Todo había empezado en el año 334 a.C., cuando el macedonio, ya dueño de Grecia pero necesitado de un objetivo común que uniera a todos, eligió el de vengar los intentos de invasión realizados antaño por los persas y liberar las ciudades helenas de Asia Menor, tal como había soñado su padre Filipo. Así pues, cruzó el Helesponto al mando de cuarenta mil hombres y poco a poco fue cumpliendo el plan, al que pronto dotó de mayores ambiciones: apoderarse del Imperio Persa. Las victorias en el Gránico, Issos y Gaugamela pusieron en fuga al rey aqueménida, Darío III, permitiendo a Alejandro apoderarse de buena parte de su territorio.
No le bastó y, consciente de la riqueza que tenían las provincias allende Mesopotamia, situó en esta región su base de operaciones, capturando Babilonia, Susa y Persépolis. Apenas habían pasado tres años desde el inicio de la campaña, pero Darío continuaba libre por el centro de Asia, lo que suponía una amenaza general y un obstáculo personal para quien aspiraba a sentarse en el trono del Rey de reyes. El asesinato en Ecbatana del infortunado monarca a manos de sus propios ayudantes solucionó la cuestión.
Sin embargo, muchas satrapías del imperio habían aprovechado el vacío de poder para rebelarse y Alejandro entendió que no podía permitirlo o podría producirse un efecto dominó. Consecuentemente emprendió la marcha hacia Bactria, elegida la primera para su pacificación. Correspondiente con el norte del actual Afganistán, y el sur de Uzbekistán y Tayikistán, Bactria -o Bactriana- se extendía entre Aracosia por el sur, Drangiana e Hircania por el oeste, Gandhara por el este y Sogdiana, Transoxiana y Escitia por el norte.

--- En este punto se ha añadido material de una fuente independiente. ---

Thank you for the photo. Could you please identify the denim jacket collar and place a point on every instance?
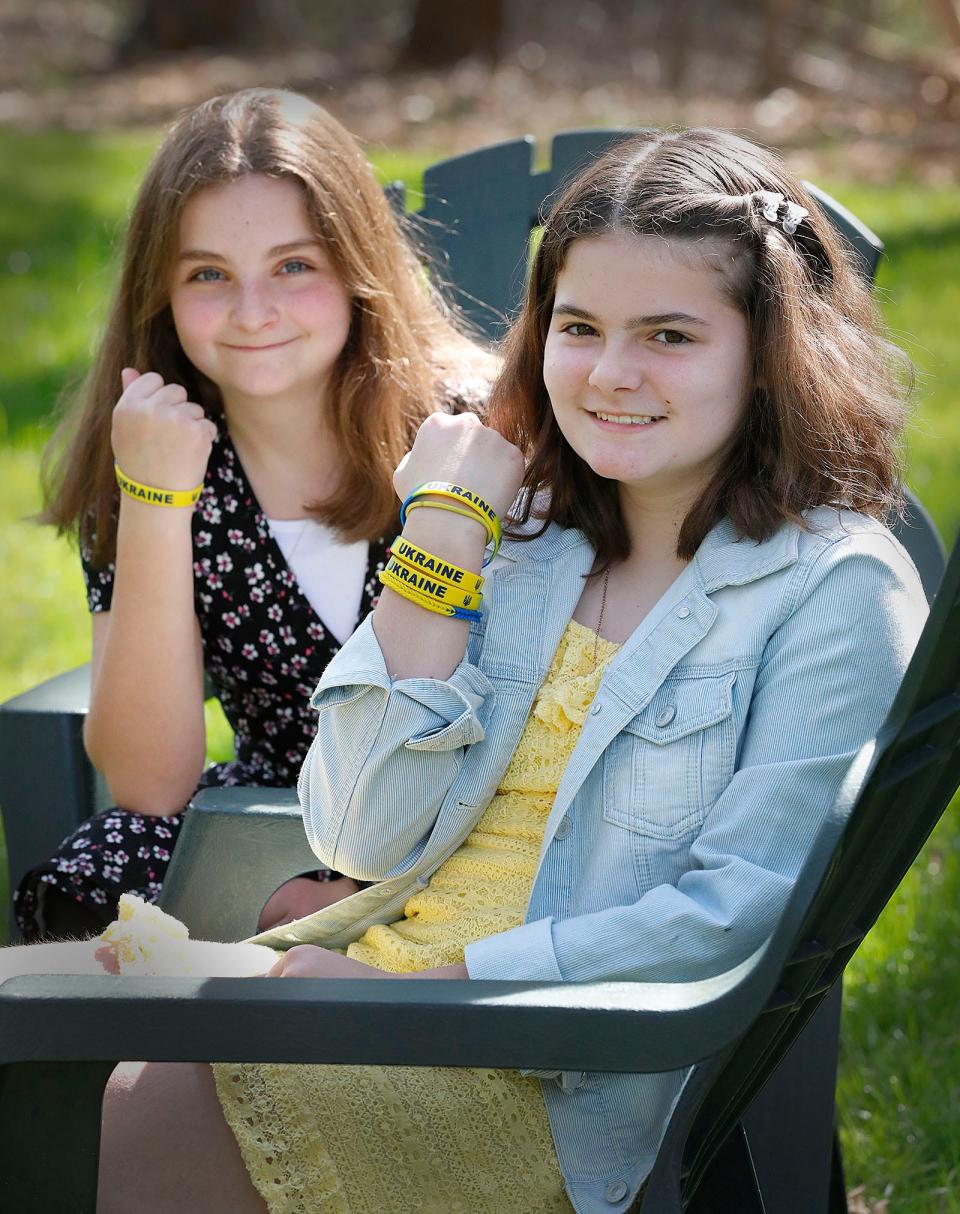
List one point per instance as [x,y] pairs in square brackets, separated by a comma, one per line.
[722,560]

Los habitantes de esa última eran los escitas, que además constituían el principal grupo étnico de la población bactriana septentrional. Se trataba de una serie de pueblos nómadas de origen iranio que se extendían por un vastísimo área de la estepa euroasiática, dedicados al pastoreo y la cría de caballos. Una de sus tribus más destacadas era la de los sacas, que vivían en Asia central desde lo que hoy es Ucrania hasta el sur de Rusia, pasando por la región china de Sinkiang y la llanura del Turán (la mayor parte de Turkmenistán más zonas de Kazajistán y Uzbekistán).
Los sacas hablaban una lengua indoeuropea y se cree que descendían de la cultura Andronovo, llegando a establecerse en lo que se bautizó como Sacastán, una región enclavada en parte en Afganistán y en parte en Irán. Los persas los identificaban con los escitas en sus fuentes y los conocían bien porque se enfrentaron a ellos a menudo, en tiempos de Ciro el Grande y Darío I, quienes les arrebataron el territorio que renombraron Corasmia. Los macedonios no se habían enfrentado aún a los sacas, pero sí a otras tribus escitas del Ponto, que unidas por el rey Ateas se expandieron hasta Tracia hasta chocar con Filipo II en el 339 a.C., según Estrabón.
Ocho años después Zopirión , un general de Alejandro, quiso aprovechar la descomposición del dominio escita para hacer méritos ante su superior y emprendió una campaña de conquista en Crimea que terminó en una derrota catastrófica. No vamos a entretenernos en ello porque ya le dedicamos un artículo, así que vamos a circunscribirnos a lo que pasó en el 329 a.C., cuando el hijo de Filipo llegó a Bactria dispuesto a poner fin a su insurrección y, probablemente sin saberlo, convertirse en ansiado objetivo de unos escitas que ansiaban vengar la muerte de Ateas.
Lo cierto es que los macedonios pretendían restaurar el orden y, de paso, construir una de esas ciudades que Alejandro erigía para su gloria personal: Alejandría Escate (lo que hoy es Juyand, en Takiyistán), que se especula con que era una refundación de Cirópolis, otra erigida antes por Ciro el Grande como bastión fronterizo del Imperio Aqueménida (de hecho, su nombre podría traducirse como «Alejandría lejana» o «Alejandría última»). Alejandro también seguía esa estrategia de tachonar las fronteras con fortalezas y ésta tenía la misión de controlar Sogdiana.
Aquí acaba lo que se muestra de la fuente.